Monday, February 3, 2014

The Blog for Mental Health 2014 Pledge

“I pledge my commitment to the Blog for Mental Health 2014 Project. I will blog about mental health topics not only for myself, but for others. By displaying this badge, I show my pride, dedication, and acceptance for mental health. I use this to promote mental health education in the struggle to erase stigma.”

art by Piper Macenzie

As difficult as it is for me to "come out" with regards to what I'm dealing with, I hope that this blog helps provide folks dealing with anxiety disorders some relief in knowing that others out in the world suffer from the same affliction and symptoms. I use the term relief loosely, as I know firsthand how pervasive and all-encompassing it can be to live with an anxiety disorder. Some of what I've been dealing with since my breakdown has been downright debilitating (panic attacks, hard to breathe, agoraphobic symptoms). It's hard to imagine a light at the end of the tunnel when this illness prevents the sufferer from working, socializing and going about a normal daily life. I will say that since I started using my current antidepressant, I have slowly found myself able to return to some normal activities. But it's still an uphill battle - I know in my heart of hearts that it will all be OK at some point and it does get better. I know it's entirely possible that in three months, I'll be in much better shape. Still, it's a constant battle with the anxiety/negativity in my head. And that definitely wears on even the strongest person.

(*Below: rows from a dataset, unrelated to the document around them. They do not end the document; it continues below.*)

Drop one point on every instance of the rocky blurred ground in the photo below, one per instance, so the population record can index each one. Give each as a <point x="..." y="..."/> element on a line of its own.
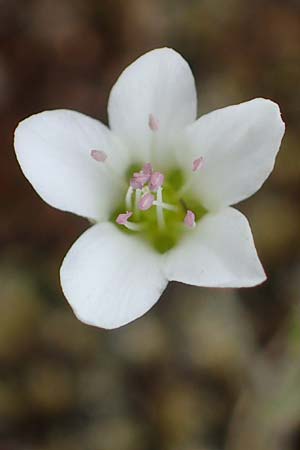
<point x="206" y="369"/>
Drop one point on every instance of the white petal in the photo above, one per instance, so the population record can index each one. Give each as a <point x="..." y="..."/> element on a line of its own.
<point x="239" y="145"/>
<point x="53" y="149"/>
<point x="159" y="83"/>
<point x="111" y="278"/>
<point x="219" y="252"/>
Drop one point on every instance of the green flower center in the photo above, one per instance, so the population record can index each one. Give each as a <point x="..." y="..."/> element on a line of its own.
<point x="158" y="208"/>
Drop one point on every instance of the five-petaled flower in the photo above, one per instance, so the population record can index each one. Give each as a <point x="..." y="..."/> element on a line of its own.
<point x="158" y="187"/>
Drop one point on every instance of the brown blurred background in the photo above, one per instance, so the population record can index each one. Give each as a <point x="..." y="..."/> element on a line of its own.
<point x="205" y="369"/>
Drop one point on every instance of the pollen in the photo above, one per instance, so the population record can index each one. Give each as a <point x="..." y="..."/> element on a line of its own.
<point x="155" y="209"/>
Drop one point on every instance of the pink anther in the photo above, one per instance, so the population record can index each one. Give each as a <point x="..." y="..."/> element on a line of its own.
<point x="147" y="169"/>
<point x="198" y="164"/>
<point x="153" y="123"/>
<point x="189" y="219"/>
<point x="122" y="218"/>
<point x="146" y="202"/>
<point x="139" y="179"/>
<point x="156" y="180"/>
<point x="98" y="155"/>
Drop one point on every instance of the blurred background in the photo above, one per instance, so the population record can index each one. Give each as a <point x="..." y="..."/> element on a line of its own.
<point x="206" y="369"/>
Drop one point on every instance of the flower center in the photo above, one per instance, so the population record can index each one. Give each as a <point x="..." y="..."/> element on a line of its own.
<point x="156" y="208"/>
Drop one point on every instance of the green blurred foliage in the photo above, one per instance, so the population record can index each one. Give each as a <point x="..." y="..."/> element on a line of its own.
<point x="206" y="369"/>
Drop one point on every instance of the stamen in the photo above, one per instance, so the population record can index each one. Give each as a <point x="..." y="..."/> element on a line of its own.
<point x="189" y="219"/>
<point x="147" y="169"/>
<point x="98" y="155"/>
<point x="139" y="179"/>
<point x="146" y="202"/>
<point x="122" y="218"/>
<point x="156" y="181"/>
<point x="128" y="198"/>
<point x="153" y="123"/>
<point x="167" y="206"/>
<point x="198" y="163"/>
<point x="159" y="210"/>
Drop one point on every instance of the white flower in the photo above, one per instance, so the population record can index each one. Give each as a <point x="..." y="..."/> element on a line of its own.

Even so, I will continue my trend of reflecting on the positives that have come from my battle with anxiety and panic. I have suffered from some form of this illness for years (my memories of having OCD tendencies date as far back as third grade). It's typically just a mild part of my life that I thought I was able to manage well, but I have experienced moderate episodes in my past that typically happened around stressful periods or times of massive change (graduation from high school, graduation from college, start of grad school coinciding with the end of my longest-term relationship to date, etc.) This is the worst episode I've experienced yet, and why I believe it happened will be detailed in a later post, most likely after continued therapy.

Saturday, February 1, 2014

Minimalism and lack of vanity in the face of anxiety

One of the hardest things for me to do is focus on the positive things that have come from the state of distress I've been in lately.

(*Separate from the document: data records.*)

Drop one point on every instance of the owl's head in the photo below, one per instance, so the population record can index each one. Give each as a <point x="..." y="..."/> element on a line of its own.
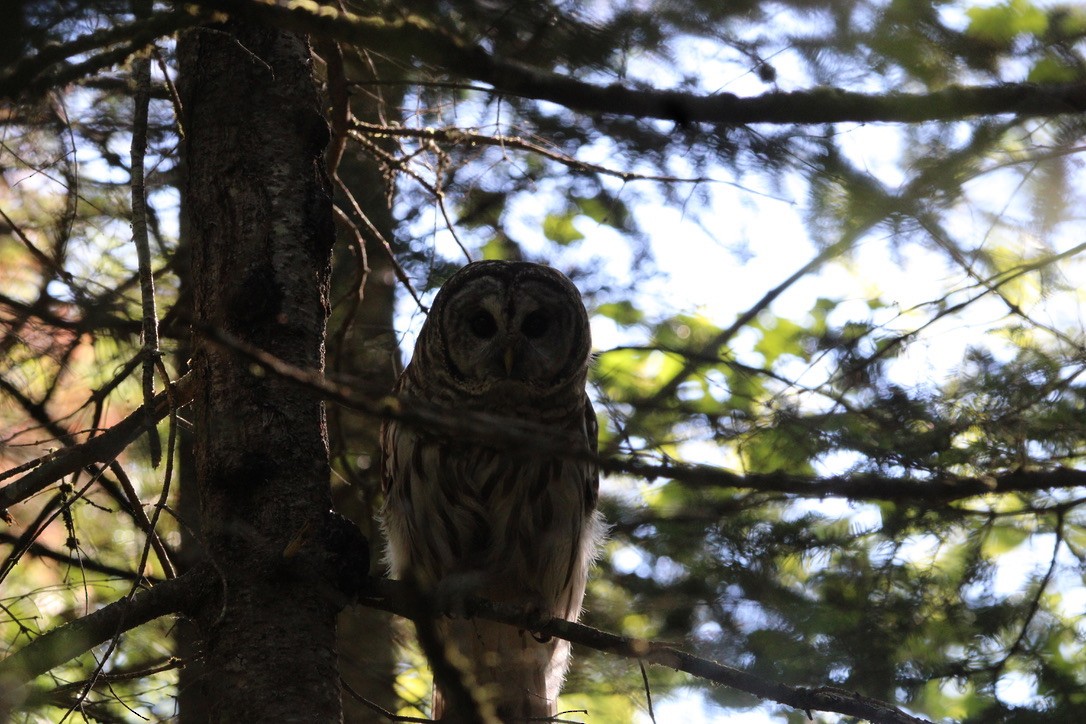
<point x="503" y="325"/>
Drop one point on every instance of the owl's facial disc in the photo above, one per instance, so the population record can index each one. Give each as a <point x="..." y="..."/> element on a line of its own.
<point x="521" y="335"/>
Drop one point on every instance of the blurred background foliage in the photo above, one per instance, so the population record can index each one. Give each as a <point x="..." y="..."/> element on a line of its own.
<point x="957" y="608"/>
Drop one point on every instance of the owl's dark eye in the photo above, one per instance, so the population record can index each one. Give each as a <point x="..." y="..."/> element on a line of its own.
<point x="482" y="325"/>
<point x="535" y="325"/>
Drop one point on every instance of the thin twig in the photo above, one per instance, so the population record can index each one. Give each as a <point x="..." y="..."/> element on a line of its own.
<point x="141" y="81"/>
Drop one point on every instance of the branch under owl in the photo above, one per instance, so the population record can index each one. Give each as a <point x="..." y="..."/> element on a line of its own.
<point x="402" y="599"/>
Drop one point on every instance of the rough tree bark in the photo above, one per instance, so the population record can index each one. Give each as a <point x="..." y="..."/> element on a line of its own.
<point x="259" y="204"/>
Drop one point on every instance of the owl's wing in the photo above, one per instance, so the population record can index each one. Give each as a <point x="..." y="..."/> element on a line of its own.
<point x="388" y="443"/>
<point x="592" y="480"/>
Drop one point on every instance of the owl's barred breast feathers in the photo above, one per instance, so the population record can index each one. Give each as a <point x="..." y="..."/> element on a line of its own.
<point x="509" y="339"/>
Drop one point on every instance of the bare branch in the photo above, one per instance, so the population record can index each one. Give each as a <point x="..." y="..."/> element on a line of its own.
<point x="400" y="598"/>
<point x="103" y="447"/>
<point x="523" y="437"/>
<point x="180" y="595"/>
<point x="820" y="105"/>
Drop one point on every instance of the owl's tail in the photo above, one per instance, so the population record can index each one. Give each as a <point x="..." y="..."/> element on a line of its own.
<point x="517" y="675"/>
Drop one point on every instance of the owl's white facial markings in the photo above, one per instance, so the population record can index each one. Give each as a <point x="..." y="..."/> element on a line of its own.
<point x="512" y="331"/>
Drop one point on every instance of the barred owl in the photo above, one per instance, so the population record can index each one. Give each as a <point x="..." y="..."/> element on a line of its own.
<point x="509" y="339"/>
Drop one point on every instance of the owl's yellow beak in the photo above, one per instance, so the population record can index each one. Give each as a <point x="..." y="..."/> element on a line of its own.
<point x="508" y="359"/>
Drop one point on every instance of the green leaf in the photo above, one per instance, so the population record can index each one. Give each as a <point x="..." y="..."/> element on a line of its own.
<point x="622" y="312"/>
<point x="1000" y="24"/>
<point x="559" y="229"/>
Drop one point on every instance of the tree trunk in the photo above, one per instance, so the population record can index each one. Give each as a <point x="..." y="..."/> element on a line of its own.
<point x="259" y="204"/>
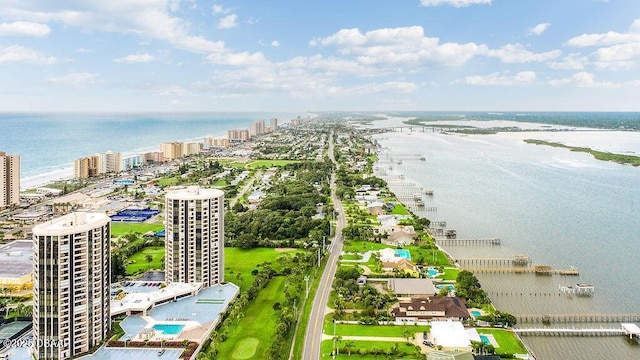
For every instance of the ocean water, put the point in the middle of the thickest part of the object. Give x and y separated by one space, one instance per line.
559 207
49 142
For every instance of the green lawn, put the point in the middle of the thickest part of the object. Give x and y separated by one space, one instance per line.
362 246
253 334
371 330
270 163
239 261
138 264
404 351
123 228
507 341
351 257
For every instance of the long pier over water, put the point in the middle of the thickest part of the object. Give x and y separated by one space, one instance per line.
577 318
488 241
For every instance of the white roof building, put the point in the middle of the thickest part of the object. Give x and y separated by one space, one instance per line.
452 335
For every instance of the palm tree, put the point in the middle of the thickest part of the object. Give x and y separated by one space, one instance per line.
336 341
4 302
348 346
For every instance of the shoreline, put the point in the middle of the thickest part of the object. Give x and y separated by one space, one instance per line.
65 173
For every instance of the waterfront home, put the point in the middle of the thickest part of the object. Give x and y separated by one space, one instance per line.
398 238
451 335
449 355
431 308
376 208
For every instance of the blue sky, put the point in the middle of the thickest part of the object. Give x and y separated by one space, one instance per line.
276 55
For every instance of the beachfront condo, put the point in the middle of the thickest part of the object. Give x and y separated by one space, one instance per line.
9 180
194 240
71 285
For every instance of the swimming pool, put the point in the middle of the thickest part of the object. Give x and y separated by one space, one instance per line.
168 329
403 253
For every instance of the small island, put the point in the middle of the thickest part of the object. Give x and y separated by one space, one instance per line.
600 155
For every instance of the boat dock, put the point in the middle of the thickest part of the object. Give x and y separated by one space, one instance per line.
538 270
576 318
520 260
453 241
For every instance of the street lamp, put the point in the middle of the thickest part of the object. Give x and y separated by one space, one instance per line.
306 279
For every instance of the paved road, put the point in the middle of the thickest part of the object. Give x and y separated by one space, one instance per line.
313 335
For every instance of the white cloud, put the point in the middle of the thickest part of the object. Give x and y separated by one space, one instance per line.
135 58
539 29
608 38
174 5
77 80
24 28
454 3
18 53
149 18
573 61
169 90
516 53
237 59
588 80
82 50
497 79
402 48
228 22
617 56
219 9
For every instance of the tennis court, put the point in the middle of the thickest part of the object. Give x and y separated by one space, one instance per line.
119 354
12 330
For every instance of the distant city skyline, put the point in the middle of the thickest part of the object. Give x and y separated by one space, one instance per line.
187 55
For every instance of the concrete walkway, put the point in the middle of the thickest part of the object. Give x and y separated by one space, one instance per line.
366 338
365 257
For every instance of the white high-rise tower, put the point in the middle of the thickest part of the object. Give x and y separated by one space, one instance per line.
195 236
71 285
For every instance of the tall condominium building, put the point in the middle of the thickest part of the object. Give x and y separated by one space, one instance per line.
84 168
172 150
273 124
109 162
211 142
238 135
191 148
154 157
194 243
9 180
256 128
71 285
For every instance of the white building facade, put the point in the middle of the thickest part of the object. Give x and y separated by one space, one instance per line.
194 242
9 180
71 285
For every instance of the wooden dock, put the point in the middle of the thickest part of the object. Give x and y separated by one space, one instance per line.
576 318
516 260
489 241
522 270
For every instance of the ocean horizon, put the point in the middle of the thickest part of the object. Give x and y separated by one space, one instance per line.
48 142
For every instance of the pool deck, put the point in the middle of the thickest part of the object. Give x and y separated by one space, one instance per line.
198 317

I have experienced small victories throughout all of this. Being able to go out in public bravely, cleaning the house, cooking dinner, maintaining contact with those close to me...all victories when you're feeling panic/anxiousness/agoraphobia, believe it or not.

I experience the "two steps forward, one step back" phenomenon. Which is positive because it means I'm moving forward, but the steps back are crushing blows when all you want is to feel better and to feel "normal."

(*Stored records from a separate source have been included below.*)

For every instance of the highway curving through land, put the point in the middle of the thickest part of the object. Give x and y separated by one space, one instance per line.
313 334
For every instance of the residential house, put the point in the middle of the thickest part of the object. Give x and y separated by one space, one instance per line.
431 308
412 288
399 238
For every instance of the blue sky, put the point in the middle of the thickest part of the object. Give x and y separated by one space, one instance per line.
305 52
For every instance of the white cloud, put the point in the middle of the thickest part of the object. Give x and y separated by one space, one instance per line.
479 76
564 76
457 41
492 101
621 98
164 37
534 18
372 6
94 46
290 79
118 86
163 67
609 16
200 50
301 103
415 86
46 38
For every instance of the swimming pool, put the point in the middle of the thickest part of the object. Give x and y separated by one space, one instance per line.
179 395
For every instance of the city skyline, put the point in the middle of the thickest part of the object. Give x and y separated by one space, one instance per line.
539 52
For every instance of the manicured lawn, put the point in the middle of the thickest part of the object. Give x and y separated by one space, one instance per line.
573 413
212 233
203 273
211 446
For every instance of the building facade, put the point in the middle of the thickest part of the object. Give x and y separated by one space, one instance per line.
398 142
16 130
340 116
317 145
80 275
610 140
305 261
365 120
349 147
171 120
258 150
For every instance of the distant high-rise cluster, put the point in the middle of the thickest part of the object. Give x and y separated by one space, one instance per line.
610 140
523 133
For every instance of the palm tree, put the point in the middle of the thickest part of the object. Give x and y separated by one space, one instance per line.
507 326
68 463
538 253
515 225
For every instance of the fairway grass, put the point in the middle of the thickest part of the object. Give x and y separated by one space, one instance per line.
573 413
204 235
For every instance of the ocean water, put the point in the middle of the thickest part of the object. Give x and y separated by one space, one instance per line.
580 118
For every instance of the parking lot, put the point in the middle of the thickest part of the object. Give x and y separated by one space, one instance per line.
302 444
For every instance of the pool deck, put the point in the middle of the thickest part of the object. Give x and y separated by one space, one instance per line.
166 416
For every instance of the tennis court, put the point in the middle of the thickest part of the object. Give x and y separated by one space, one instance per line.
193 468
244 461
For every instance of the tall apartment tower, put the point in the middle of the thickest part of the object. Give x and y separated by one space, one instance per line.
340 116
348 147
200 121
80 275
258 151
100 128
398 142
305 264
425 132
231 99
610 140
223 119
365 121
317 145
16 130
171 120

But I will say this: my breakdown has shown me that vanity is not a feeling I want to have any more. Prior to this, I was hating on myself for being the heaviest I've ever been, always had to do my hair before I left the house (and it had to be perfect), and felt the need to have certain brands/styles of clothing in order to feel pretty/accepted by society. No more of that. I have grown to appreciate what I do have in terms of material items, I've stopped caring what others think of me looks-wise (I just need to start caring a little more than the total apathy that's present lately), and I have been working to minimize some of my personal belongings.

While it's been easy to do an early Spring Cleaning in the physical world, the cleaning that my mind needs to undergo is not as simple.